Decir que la parte culpable puede volver a casarse parece poner patas arriba la moral y la ética. Porque para ocupar ese cargo uno se ve obligado a concluir que el "único" hombre o mujer divorciado que no está excluido de volver a casarse es el hombre o la mujer que engañó a su cónyuge. O, para decirlo de otra manera, la "única" persona divorciada que puede volver a casarse es la que cometió adulterio. Pero todas las demás personas "divorciadas" no pueden volver a casarse (1 Corintios 7: 10-11) Jesús dejó muy claro que "todo aquel" que se casa con una mujer divorciada comete adulterio (Mateo 5: 32) Esto es cierto tanto si se divorciaron por fornicación como si se divorciaron por alguna otra causa. Esto es cierto tanto si iniciaron un divorcio pecaminoso como si simplemente se divorciaron en una situación en la que no hubo fornicación.

 

¿Uno suelto, ambos sueltos?

La idea es que si el culpable ya no está casado con el inocente, entonces es libre de volver a casarse. Los defensores de esta posición piensan que si una de las partes se suelta, ambas se sueltan, lo que permite un nuevo matrimonio bíblico. Hay algunos aspectos de esta posición que no son aceptados por algunos que creen que el culpable puede volver a casarse. Algunos nos dirán que la fornicación rompe automáticamente el matrimonio (y el vínculo) Además, se argumenta que el adulterio se comete la primera vez que uno cohabita con otro (que no sea su cónyuge legal) Por este acto, el primer matrimonio deja de existir. Dado que no hay matrimonio, los actos sexuales posteriores no son adulterio. Recuerde, estar soltero no siempre equivale a tener el derecho de volver a casarse sin pecado (1 Corintios 7: 11)

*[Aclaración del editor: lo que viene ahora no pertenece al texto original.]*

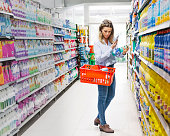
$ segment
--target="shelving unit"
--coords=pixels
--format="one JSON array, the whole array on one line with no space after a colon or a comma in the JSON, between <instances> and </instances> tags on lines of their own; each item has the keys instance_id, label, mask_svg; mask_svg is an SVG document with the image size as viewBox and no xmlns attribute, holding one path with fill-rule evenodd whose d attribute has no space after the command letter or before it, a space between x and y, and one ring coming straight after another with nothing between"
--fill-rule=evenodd
<instances>
[{"instance_id":1,"label":"shelving unit","mask_svg":"<svg viewBox=\"0 0 170 136\"><path fill-rule=\"evenodd\" d=\"M5 11L0 11L0 14L14 16L12 13L8 13L8 12L5 12Z\"/></svg>"},{"instance_id":2,"label":"shelving unit","mask_svg":"<svg viewBox=\"0 0 170 136\"><path fill-rule=\"evenodd\" d=\"M0 109L0 113L5 112L6 110L10 109L10 108L13 107L14 105L16 105L16 103L13 103L12 105L6 107L6 108L3 109L3 110Z\"/></svg>"},{"instance_id":3,"label":"shelving unit","mask_svg":"<svg viewBox=\"0 0 170 136\"><path fill-rule=\"evenodd\" d=\"M154 70L157 74L159 74L162 78L164 78L168 83L170 83L170 76L168 76L168 73L166 73L164 70L160 69L159 67L156 67L155 65L145 60L141 56L139 56L139 59L143 61L147 66L149 66L152 70Z\"/></svg>"},{"instance_id":4,"label":"shelving unit","mask_svg":"<svg viewBox=\"0 0 170 136\"><path fill-rule=\"evenodd\" d=\"M74 31L76 32L77 30L74 30L74 29L70 29L70 28L64 28L64 27L61 27L61 26L57 26L57 25L52 25L52 24L46 24L46 23L42 23L42 22L39 22L39 21L34 21L34 20L29 20L29 19L26 19L26 18L21 18L21 17L17 17L17 16L14 16L12 13L7 13L7 12L3 12L3 11L0 11L0 14L4 14L4 15L9 15L11 16L11 18L14 18L14 19L18 19L20 21L26 21L26 22L30 22L30 23L35 23L35 24L38 24L38 25L42 25L42 26L50 26L50 27L53 27L53 28L59 28L59 29L63 29L63 30L68 30L68 31ZM53 35L53 34L52 34ZM62 36L64 37L65 35L64 34L54 34L54 36ZM1 39L14 39L14 40L51 40L51 41L54 41L54 37L17 37L17 36L0 36L0 40ZM67 40L76 40L76 38L70 38L70 39L67 39ZM14 41L15 42L15 41ZM62 42L54 42L54 45L55 44L65 44L64 41ZM25 59L30 59L30 58L35 58L35 57L41 57L41 56L46 56L46 55L53 55L53 54L56 54L56 53L62 53L62 52L65 52L66 50L71 50L71 49L77 49L77 47L73 47L73 48L69 48L69 49L64 49L64 50L57 50L57 51L52 51L52 52L47 52L47 53L41 53L41 54L37 54L37 55L31 55L31 56L26 56L26 57L20 57L20 58L16 58L16 57L10 57L10 58L0 58L0 63L3 63L3 62L7 62L7 61L20 61L20 60L25 60ZM34 74L31 74L31 75L28 75L26 77L22 77L16 81L12 81L12 82L9 82L7 84L4 84L4 85L1 85L0 86L0 90L3 90L5 88L8 88L10 87L11 85L13 84L18 84L26 79L29 79L31 77L34 77L34 76L37 76L39 74L41 74L42 72L45 72L49 69L54 69L55 68L55 64L58 64L60 62L64 62L64 61L68 61L70 59L73 59L73 58L76 58L77 56L75 57L71 57L71 58L68 58L68 59L65 59L65 60L61 60L61 61L58 61L56 63L54 63L53 65L49 66L48 68L45 68L45 69L42 69ZM18 99L16 101L16 103L8 106L7 108L3 109L3 110L0 110L0 117L3 117L2 115L5 115L6 112L10 109L13 109L13 108L18 108L18 105L26 98L28 98L29 96L31 96L32 94L34 94L35 92L41 90L42 88L44 88L45 86L49 85L50 83L54 82L56 79L60 78L61 76L65 75L66 73L70 72L71 70L73 70L74 68L78 67L78 65L75 65L74 67L70 68L69 70L61 73L59 76L55 77L55 78L49 78L51 79L50 81L44 83L43 85L41 85L39 88L31 91L29 94L23 96L22 98ZM73 79L73 78L72 78ZM62 90L58 90L58 93L56 93L53 97L51 97L45 105L42 105L40 109L36 110L31 116L29 116L24 122L21 123L21 125L19 127L17 127L16 129L12 130L10 133L8 133L8 136L13 136L13 135L16 135L21 129L22 127L27 123L29 122L37 113L39 113L45 106L47 106L53 99L55 99L58 94L60 94L60 92L62 92L64 89L66 89L71 83L73 83L75 80L77 79L74 78L70 83L66 84L66 86L63 86ZM18 105L17 105L18 104Z\"/></svg>"},{"instance_id":5,"label":"shelving unit","mask_svg":"<svg viewBox=\"0 0 170 136\"><path fill-rule=\"evenodd\" d=\"M64 44L64 42L54 42L54 44Z\"/></svg>"},{"instance_id":6,"label":"shelving unit","mask_svg":"<svg viewBox=\"0 0 170 136\"><path fill-rule=\"evenodd\" d=\"M3 61L9 61L9 60L14 60L15 57L10 57L10 58L0 58L0 62L3 62Z\"/></svg>"},{"instance_id":7,"label":"shelving unit","mask_svg":"<svg viewBox=\"0 0 170 136\"><path fill-rule=\"evenodd\" d=\"M75 78L73 81L75 81L77 78ZM72 82L73 82L72 81ZM72 82L70 82L67 86L69 86ZM67 88L67 86L65 88ZM65 89L64 88L64 89ZM63 90L64 90L63 89ZM63 91L62 90L62 91ZM54 98L56 98L62 91L56 93L52 98L50 98L47 103L45 105L43 105L40 109L36 110L31 116L29 116L24 122L22 122L22 124L18 127L19 129L21 129L26 123L28 123L28 121L30 121L36 114L38 114L44 107L46 107Z\"/></svg>"},{"instance_id":8,"label":"shelving unit","mask_svg":"<svg viewBox=\"0 0 170 136\"><path fill-rule=\"evenodd\" d=\"M54 36L64 36L64 34L54 34Z\"/></svg>"},{"instance_id":9,"label":"shelving unit","mask_svg":"<svg viewBox=\"0 0 170 136\"><path fill-rule=\"evenodd\" d=\"M29 59L29 58L35 58L35 57L40 57L40 56L45 56L45 55L50 55L50 54L53 54L53 52L48 52L48 53L42 53L42 54L37 54L37 55L31 55L31 56L16 58L15 60L16 61L25 60L25 59Z\"/></svg>"},{"instance_id":10,"label":"shelving unit","mask_svg":"<svg viewBox=\"0 0 170 136\"><path fill-rule=\"evenodd\" d=\"M149 130L149 123L148 123L148 120L147 120L146 117L145 117L144 109L143 109L142 106L141 106L141 112L142 112L142 114L143 114L143 117L144 117L144 120L145 120L145 123L146 123L147 130L148 130L148 132L149 132L149 135L152 136L152 134L151 134L151 132L150 132L150 130Z\"/></svg>"},{"instance_id":11,"label":"shelving unit","mask_svg":"<svg viewBox=\"0 0 170 136\"><path fill-rule=\"evenodd\" d=\"M159 120L160 120L163 128L165 129L165 131L166 131L167 134L170 134L169 125L166 123L166 121L165 121L165 119L163 118L163 116L161 115L160 111L156 108L153 100L152 100L152 99L150 98L150 96L148 95L147 89L146 89L146 87L144 86L144 84L142 83L142 81L140 81L140 83L141 83L141 85L142 85L142 88L143 88L143 90L144 90L144 92L145 92L145 94L146 94L146 96L147 96L150 104L152 105L152 108L154 109L156 115L158 116L158 118L159 118Z\"/></svg>"},{"instance_id":12,"label":"shelving unit","mask_svg":"<svg viewBox=\"0 0 170 136\"><path fill-rule=\"evenodd\" d=\"M65 59L65 60L57 61L57 62L55 62L55 65L56 65L56 64L59 64L59 63L61 63L61 62L65 62L65 61L67 61L67 60L70 60L70 59L76 58L76 57L78 57L78 56L71 57L71 58L69 58L69 59Z\"/></svg>"},{"instance_id":13,"label":"shelving unit","mask_svg":"<svg viewBox=\"0 0 170 136\"><path fill-rule=\"evenodd\" d=\"M53 40L53 37L15 37L16 40Z\"/></svg>"},{"instance_id":14,"label":"shelving unit","mask_svg":"<svg viewBox=\"0 0 170 136\"><path fill-rule=\"evenodd\" d=\"M143 82L140 79L141 77L139 77L138 71L140 70L139 68L140 68L141 64L142 65L145 64L147 69L150 69L152 72L155 72L155 74L159 75L161 77L161 79L165 79L166 83L170 83L170 76L169 76L169 74L167 72L165 72L163 69L155 66L153 63L151 63L151 62L147 61L146 59L144 59L142 57L142 54L141 54L142 53L141 49L143 47L141 45L142 37L143 36L147 36L146 34L153 34L153 32L162 31L162 30L165 30L165 29L167 30L168 28L170 28L170 20L168 20L168 21L166 21L164 23L161 23L159 25L156 25L154 27L148 28L148 26L147 26L147 28L148 28L147 30L145 30L143 32L141 32L141 31L139 32L139 29L143 28L143 27L142 27L141 24L139 24L138 20L143 19L141 13L145 12L144 9L145 9L145 7L148 6L148 4L151 2L151 0L145 0L144 3L140 7L138 5L139 2L141 2L141 1L136 1L136 0L132 1L132 6L133 6L132 9L133 10L132 10L132 13L131 13L131 18L130 18L129 22L127 23L127 26L126 26L126 29L127 29L127 44L131 45L130 46L131 47L130 54L128 54L128 58L127 58L128 59L128 61L127 61L127 68L128 68L128 70L127 70L128 71L127 77L128 77L128 79L131 79L130 80L131 86L133 84L136 86L136 83L138 83L138 87L139 87L139 85L142 86L142 88L144 90L144 93L146 94L146 97L149 100L149 103L150 103L151 107L154 109L154 112L156 113L156 116L158 117L158 121L160 121L160 126L159 127L161 127L161 131L164 134L166 133L165 135L169 136L170 135L170 126L169 126L168 122L165 121L165 118L163 116L165 113L161 114L159 109L156 108L154 101L148 95L149 92L147 91L145 85L143 84ZM151 4L152 4L152 2L151 2ZM136 12L136 9L138 7L139 7L139 9ZM148 10L145 13L148 13L148 12L151 12L151 11ZM140 23L143 23L142 20L140 20L140 21L141 21ZM147 19L145 21L147 21ZM150 37L148 37L148 38L150 38ZM145 40L145 42L147 42L147 41ZM142 47L140 47L140 46L142 46ZM146 48L150 49L150 47L146 47ZM139 53L139 50L140 50L140 53ZM132 54L134 55L133 58L131 57ZM131 62L132 65L129 62ZM139 72L142 72L142 71L139 71ZM134 79L134 80L132 80L132 79ZM149 79L145 79L145 80L147 80L147 82L150 82ZM156 79L154 79L154 80L156 80ZM139 92L134 92L134 93L135 93L136 96L139 95ZM163 101L163 98L161 97L160 100ZM137 100L135 100L135 101L137 101ZM154 134L152 134L150 132L150 127L152 127L152 126L149 125L149 123L148 123L148 121L146 119L143 107L141 107L141 113L143 114L144 120L146 122L145 123L145 125L146 125L145 129L147 128L149 135L154 135ZM161 132L160 130L158 130L158 131Z\"/></svg>"},{"instance_id":15,"label":"shelving unit","mask_svg":"<svg viewBox=\"0 0 170 136\"><path fill-rule=\"evenodd\" d=\"M138 10L138 13L142 12L142 10L146 7L146 5L150 2L150 0L145 0L145 2L142 4L140 9Z\"/></svg>"},{"instance_id":16,"label":"shelving unit","mask_svg":"<svg viewBox=\"0 0 170 136\"><path fill-rule=\"evenodd\" d=\"M148 34L148 33L151 33L151 32L155 32L155 31L158 31L158 30L166 29L166 28L169 28L169 27L170 27L170 21L167 21L167 22L164 22L164 23L157 25L155 27L151 27L144 32L140 32L138 34L138 36Z\"/></svg>"}]
</instances>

Jesús no estaba de acuerdo con la idea de uno desatado, ambos desatados: Jesús nos dio una situación en la que uno estaba desatado (es decir, uno podía divorciarse y volver a casarse con otro, sin pecado-Mateo 19: 9), al mismo tiempo que involucraba a uno que no era libre de volver a casarse con otro después del mismo tipo de divorcio ("y el que se casa con una divorciada comete adulterio" Mateo 5: 32)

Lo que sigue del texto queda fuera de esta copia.